Incidentally, my first try (blogged here) was using my wireless router and I know we have had a Street Map "drive-by" so I guess the result may have come from Google.

Julian said...

Yep, the minimum Firefox for this is 3.6. IE 8 doesn't seem to support it either.

My newly dual boot smartphone running XDAndroid doesn't use the phone GPS. If I disable "use network location" and only leave GPS enabled I get "location unavailable." That may be because it's an Android hack. Hopefully someone with a real Android phone will try it.

Replying to Bas, PE4BAS comments, this is actually an HTML 5 feature, so you need an HTML 5 complianty browser. JavaScript (not Java, which is a separate thing) is needed on my page to display the result and show the Google map. But I presume someone could get this information without using JavaScript if they wanted to.

Paul - PAØPSY said...

Hi Julian, done. Follow the link: \
http://www.bitly.nl/f54cd5
The black arrow is where I live. 73 Paul

Andrew said...

Oddly I get "Position Unavailable" though I can use the "locate me" button on Google Maps with an accuracy of about 20m. The computer also sets its time zone automatically using a similar system and it gets the right town name (which is all the precision it offers).

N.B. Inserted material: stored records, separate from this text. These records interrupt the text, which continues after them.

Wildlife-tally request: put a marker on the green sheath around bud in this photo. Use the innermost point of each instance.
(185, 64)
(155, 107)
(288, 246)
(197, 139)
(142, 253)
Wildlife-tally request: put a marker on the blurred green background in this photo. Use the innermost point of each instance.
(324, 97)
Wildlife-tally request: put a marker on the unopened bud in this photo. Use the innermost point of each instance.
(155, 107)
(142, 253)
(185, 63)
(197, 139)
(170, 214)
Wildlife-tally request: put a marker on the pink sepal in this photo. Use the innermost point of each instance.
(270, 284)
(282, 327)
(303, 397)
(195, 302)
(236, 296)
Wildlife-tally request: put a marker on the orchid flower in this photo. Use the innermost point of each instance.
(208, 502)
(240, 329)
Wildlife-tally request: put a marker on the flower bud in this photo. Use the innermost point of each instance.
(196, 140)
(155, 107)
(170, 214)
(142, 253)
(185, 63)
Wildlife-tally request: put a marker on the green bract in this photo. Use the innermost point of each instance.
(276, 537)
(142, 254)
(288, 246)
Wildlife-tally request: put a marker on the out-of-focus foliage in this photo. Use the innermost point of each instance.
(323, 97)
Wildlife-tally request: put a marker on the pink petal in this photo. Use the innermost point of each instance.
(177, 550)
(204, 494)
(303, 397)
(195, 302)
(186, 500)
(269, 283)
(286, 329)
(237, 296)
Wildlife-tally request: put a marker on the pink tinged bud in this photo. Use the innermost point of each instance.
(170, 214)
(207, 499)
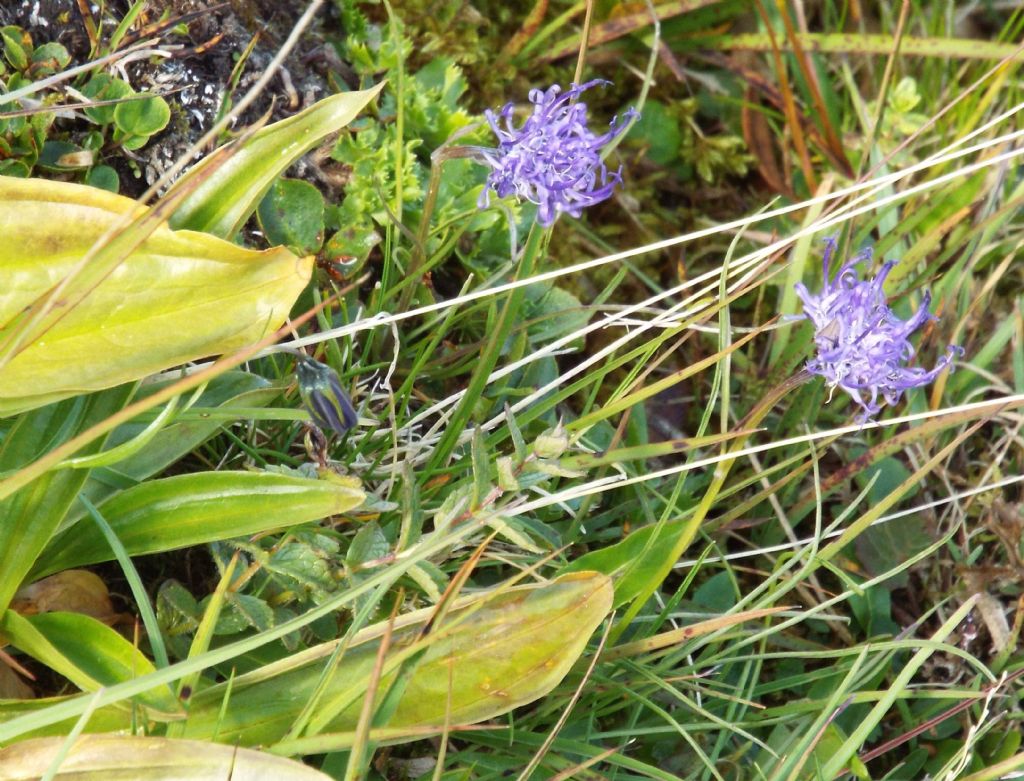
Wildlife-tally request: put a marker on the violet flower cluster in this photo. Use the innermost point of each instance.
(554, 159)
(862, 345)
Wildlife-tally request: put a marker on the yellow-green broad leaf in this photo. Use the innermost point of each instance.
(85, 651)
(492, 653)
(225, 199)
(179, 296)
(188, 510)
(116, 757)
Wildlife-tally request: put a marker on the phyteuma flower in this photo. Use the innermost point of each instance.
(862, 345)
(553, 160)
(324, 397)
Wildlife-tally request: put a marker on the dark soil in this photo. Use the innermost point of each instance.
(195, 71)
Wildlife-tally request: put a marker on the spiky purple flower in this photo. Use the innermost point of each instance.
(862, 345)
(554, 159)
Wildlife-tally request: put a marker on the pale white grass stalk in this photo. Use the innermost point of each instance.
(967, 750)
(876, 184)
(599, 486)
(142, 48)
(745, 264)
(833, 533)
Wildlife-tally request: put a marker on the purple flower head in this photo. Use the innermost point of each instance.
(862, 345)
(553, 160)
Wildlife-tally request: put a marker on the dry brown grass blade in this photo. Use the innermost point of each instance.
(960, 707)
(761, 142)
(667, 639)
(790, 104)
(832, 140)
(625, 25)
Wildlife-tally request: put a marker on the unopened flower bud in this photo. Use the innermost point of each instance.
(324, 397)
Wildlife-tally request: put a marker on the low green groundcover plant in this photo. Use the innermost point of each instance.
(394, 437)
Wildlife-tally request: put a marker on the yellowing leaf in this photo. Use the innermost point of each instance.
(178, 297)
(227, 197)
(76, 591)
(495, 652)
(115, 757)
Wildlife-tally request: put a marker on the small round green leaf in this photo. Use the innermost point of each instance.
(103, 177)
(292, 214)
(103, 87)
(48, 58)
(143, 118)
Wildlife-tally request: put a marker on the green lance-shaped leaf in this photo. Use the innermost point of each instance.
(178, 297)
(122, 757)
(495, 652)
(227, 197)
(187, 510)
(85, 651)
(31, 516)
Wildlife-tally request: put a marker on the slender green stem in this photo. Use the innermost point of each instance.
(688, 531)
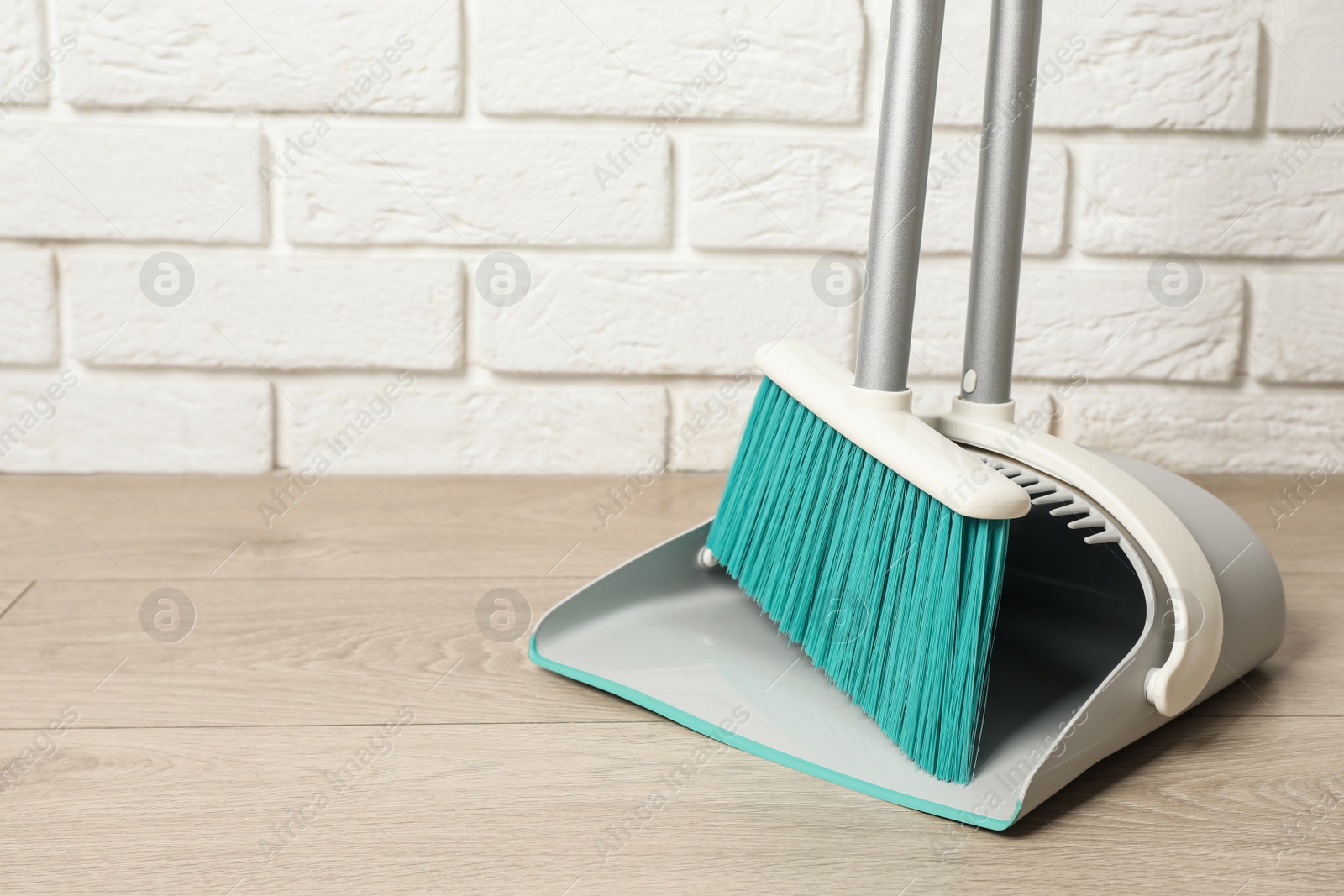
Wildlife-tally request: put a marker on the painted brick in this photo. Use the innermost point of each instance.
(452, 187)
(134, 423)
(26, 71)
(87, 181)
(617, 318)
(1101, 322)
(270, 312)
(1211, 201)
(1137, 65)
(627, 58)
(1299, 328)
(255, 54)
(707, 422)
(817, 195)
(1304, 49)
(1206, 430)
(450, 427)
(27, 308)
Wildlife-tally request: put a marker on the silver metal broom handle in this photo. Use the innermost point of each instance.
(1001, 201)
(898, 196)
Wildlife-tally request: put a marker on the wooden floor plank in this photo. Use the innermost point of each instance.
(354, 527)
(339, 652)
(288, 653)
(535, 809)
(181, 758)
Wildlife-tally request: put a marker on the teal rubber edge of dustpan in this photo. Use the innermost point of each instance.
(746, 745)
(1115, 618)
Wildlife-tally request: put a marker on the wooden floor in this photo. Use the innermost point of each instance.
(266, 752)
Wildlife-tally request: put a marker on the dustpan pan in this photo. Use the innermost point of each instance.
(1129, 593)
(1081, 631)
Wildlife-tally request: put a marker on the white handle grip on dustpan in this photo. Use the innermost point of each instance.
(1186, 575)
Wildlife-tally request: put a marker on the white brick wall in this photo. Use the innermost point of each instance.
(336, 174)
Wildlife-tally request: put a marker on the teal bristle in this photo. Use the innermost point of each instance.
(889, 591)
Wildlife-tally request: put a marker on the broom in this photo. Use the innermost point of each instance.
(870, 539)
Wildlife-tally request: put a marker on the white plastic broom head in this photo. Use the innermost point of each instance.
(884, 425)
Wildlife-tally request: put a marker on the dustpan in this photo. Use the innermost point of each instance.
(1129, 594)
(1081, 629)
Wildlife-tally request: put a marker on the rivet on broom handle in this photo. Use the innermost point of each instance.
(1001, 201)
(898, 199)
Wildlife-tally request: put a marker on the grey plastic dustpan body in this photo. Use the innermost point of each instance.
(1079, 629)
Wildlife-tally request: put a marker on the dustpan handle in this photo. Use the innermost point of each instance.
(898, 196)
(1001, 201)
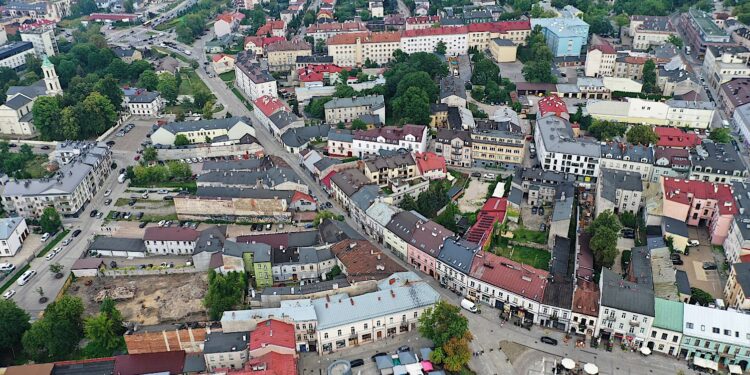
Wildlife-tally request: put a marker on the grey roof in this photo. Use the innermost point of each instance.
(340, 310)
(557, 135)
(8, 225)
(625, 295)
(223, 342)
(458, 254)
(107, 243)
(672, 226)
(683, 283)
(452, 85)
(186, 126)
(718, 157)
(299, 136)
(373, 101)
(613, 180)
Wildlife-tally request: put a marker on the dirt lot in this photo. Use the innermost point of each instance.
(473, 197)
(158, 299)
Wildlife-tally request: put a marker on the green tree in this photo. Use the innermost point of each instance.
(649, 77)
(150, 154)
(604, 232)
(148, 80)
(168, 87)
(641, 135)
(181, 140)
(720, 135)
(14, 321)
(50, 220)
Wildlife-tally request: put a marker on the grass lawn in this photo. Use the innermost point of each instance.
(534, 257)
(52, 243)
(527, 235)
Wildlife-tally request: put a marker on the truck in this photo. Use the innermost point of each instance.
(470, 306)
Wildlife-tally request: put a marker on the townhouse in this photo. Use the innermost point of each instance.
(627, 157)
(348, 109)
(559, 151)
(648, 31)
(170, 241)
(251, 79)
(390, 138)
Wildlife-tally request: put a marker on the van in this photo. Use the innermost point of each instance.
(468, 305)
(26, 277)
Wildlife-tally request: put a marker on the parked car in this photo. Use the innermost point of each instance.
(548, 340)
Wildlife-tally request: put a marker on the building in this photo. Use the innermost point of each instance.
(714, 337)
(251, 79)
(282, 55)
(737, 290)
(16, 116)
(348, 109)
(13, 231)
(390, 138)
(42, 35)
(618, 191)
(716, 162)
(666, 330)
(600, 59)
(225, 350)
(648, 31)
(628, 158)
(170, 241)
(229, 129)
(345, 321)
(564, 36)
(141, 102)
(560, 151)
(701, 31)
(626, 310)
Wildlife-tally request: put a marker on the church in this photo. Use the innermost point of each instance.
(16, 118)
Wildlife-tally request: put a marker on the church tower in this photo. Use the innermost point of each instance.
(51, 82)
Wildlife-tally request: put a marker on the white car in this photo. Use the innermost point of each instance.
(9, 293)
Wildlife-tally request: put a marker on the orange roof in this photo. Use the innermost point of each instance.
(273, 332)
(351, 38)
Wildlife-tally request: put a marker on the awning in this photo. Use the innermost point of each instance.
(591, 369)
(705, 363)
(568, 363)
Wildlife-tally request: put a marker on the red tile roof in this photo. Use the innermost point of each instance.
(675, 138)
(273, 332)
(269, 105)
(509, 275)
(683, 191)
(430, 161)
(552, 105)
(170, 234)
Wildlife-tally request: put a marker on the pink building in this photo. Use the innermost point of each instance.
(425, 244)
(700, 203)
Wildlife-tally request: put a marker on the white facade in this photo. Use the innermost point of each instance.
(13, 232)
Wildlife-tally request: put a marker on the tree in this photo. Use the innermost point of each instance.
(150, 154)
(676, 41)
(14, 321)
(181, 140)
(224, 292)
(641, 135)
(720, 135)
(604, 232)
(148, 80)
(441, 48)
(649, 77)
(50, 220)
(168, 87)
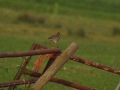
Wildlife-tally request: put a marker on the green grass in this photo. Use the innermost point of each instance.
(96, 18)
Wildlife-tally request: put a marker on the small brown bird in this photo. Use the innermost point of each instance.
(55, 38)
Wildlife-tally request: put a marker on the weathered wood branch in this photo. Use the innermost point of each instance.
(29, 53)
(57, 64)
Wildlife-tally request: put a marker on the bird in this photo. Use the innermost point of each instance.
(54, 38)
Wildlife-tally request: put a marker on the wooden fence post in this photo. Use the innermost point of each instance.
(57, 64)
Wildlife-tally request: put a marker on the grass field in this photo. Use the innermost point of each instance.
(88, 23)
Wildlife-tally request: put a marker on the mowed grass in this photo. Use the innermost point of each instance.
(98, 45)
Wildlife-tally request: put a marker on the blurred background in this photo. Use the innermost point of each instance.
(93, 24)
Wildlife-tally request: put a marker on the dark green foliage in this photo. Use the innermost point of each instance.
(116, 31)
(31, 18)
(69, 31)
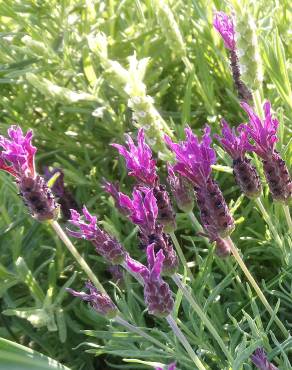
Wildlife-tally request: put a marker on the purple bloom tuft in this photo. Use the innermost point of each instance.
(194, 158)
(182, 190)
(114, 191)
(235, 145)
(263, 132)
(101, 302)
(17, 158)
(139, 159)
(157, 293)
(224, 25)
(259, 358)
(105, 245)
(143, 209)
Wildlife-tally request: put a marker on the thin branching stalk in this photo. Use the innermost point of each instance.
(136, 330)
(256, 287)
(180, 336)
(268, 220)
(80, 260)
(181, 255)
(202, 315)
(288, 217)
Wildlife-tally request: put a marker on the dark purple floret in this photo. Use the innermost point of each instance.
(139, 160)
(157, 293)
(182, 190)
(114, 191)
(101, 302)
(213, 209)
(264, 134)
(225, 26)
(194, 160)
(105, 245)
(259, 358)
(236, 145)
(166, 215)
(17, 158)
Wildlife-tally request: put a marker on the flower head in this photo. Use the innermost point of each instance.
(114, 191)
(157, 293)
(235, 145)
(101, 302)
(259, 358)
(224, 25)
(262, 131)
(182, 190)
(139, 159)
(143, 209)
(105, 245)
(194, 158)
(17, 156)
(169, 367)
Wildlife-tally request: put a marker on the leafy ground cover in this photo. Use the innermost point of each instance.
(71, 70)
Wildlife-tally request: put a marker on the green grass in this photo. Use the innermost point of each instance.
(44, 44)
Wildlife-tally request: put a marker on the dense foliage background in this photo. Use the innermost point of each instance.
(56, 80)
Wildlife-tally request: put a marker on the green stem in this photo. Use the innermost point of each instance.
(288, 217)
(80, 260)
(181, 255)
(202, 316)
(268, 220)
(256, 287)
(180, 336)
(140, 332)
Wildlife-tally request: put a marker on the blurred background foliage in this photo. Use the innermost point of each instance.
(65, 72)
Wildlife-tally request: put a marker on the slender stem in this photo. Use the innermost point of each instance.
(256, 287)
(288, 217)
(180, 336)
(80, 260)
(268, 220)
(202, 315)
(181, 255)
(140, 332)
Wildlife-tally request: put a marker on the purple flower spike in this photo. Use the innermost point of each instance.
(194, 158)
(139, 159)
(143, 209)
(105, 245)
(18, 152)
(17, 158)
(235, 145)
(114, 191)
(182, 190)
(157, 293)
(224, 25)
(244, 172)
(263, 132)
(169, 367)
(101, 302)
(259, 358)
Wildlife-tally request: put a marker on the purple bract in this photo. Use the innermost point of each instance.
(259, 358)
(17, 158)
(262, 131)
(105, 245)
(235, 145)
(224, 25)
(194, 158)
(139, 159)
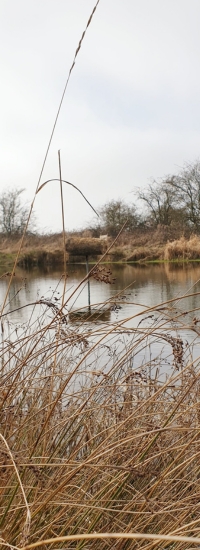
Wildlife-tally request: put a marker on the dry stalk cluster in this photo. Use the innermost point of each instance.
(100, 434)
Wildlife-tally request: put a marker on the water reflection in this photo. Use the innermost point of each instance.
(135, 285)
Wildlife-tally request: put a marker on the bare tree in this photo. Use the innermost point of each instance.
(13, 214)
(114, 214)
(161, 201)
(186, 186)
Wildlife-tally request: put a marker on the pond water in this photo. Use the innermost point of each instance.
(134, 287)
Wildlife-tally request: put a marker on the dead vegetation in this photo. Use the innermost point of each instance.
(183, 249)
(95, 438)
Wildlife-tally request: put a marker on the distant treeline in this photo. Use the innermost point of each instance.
(172, 202)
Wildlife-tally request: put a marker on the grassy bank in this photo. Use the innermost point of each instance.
(98, 433)
(48, 249)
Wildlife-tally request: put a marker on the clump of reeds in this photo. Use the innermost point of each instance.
(101, 437)
(145, 253)
(183, 249)
(85, 246)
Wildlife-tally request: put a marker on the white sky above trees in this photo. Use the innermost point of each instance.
(131, 110)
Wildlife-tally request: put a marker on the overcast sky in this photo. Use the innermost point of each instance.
(131, 110)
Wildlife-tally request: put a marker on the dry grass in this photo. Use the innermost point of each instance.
(183, 249)
(85, 246)
(93, 439)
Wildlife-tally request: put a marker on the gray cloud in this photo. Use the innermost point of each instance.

I'm using Chrome under OSX connected to a wired network but with WiFi enables so it can use that if it feels.

Steve GW7AAV said...

Timeout! Every time?

LY2SS said...
This comment has been removed by the author.
LY2SS said...

Bit OT:

http://www.opencellid.org

73!

Bob said...

I just repeated the test with the wi-fi of the laptop off and cabled into the back of the same wireless router and I move 3 miles from Fleet into Aldershot. I am visiting OH land next week and wondering if to take the wi-fi router and see if that fools them!

Mike said...

Hi Julian, tested from desktop with WiFi, position is within a few metres (actually puts me in my next door neighbours garden !), the LOC is the one I use, 73 GM0DYU

Bob said...

So I flew 1000 miles and 2 time zones. Turned Wi-Fi off and plugged into father-in-laws ADSL and ran the test. It shows me slap bang in the town centre which is about 200 metres away. I turned the wi-fi on but still cable connected and repeat and I am now on the right street but 100 meters away. At this time I can see 2 networks which seems rather low for this location. 5 minutes later the location is spot on accurate! I can now see 3 wi-fi networks but am not connected to any of them! Next day i installed my wi-fi router fresh from home but the location remains solid, just around the corner this morning and bang on target now receiving from 5 or more other wi-fi. So it does not appear to be fooled by my router having been moved 1000 miles.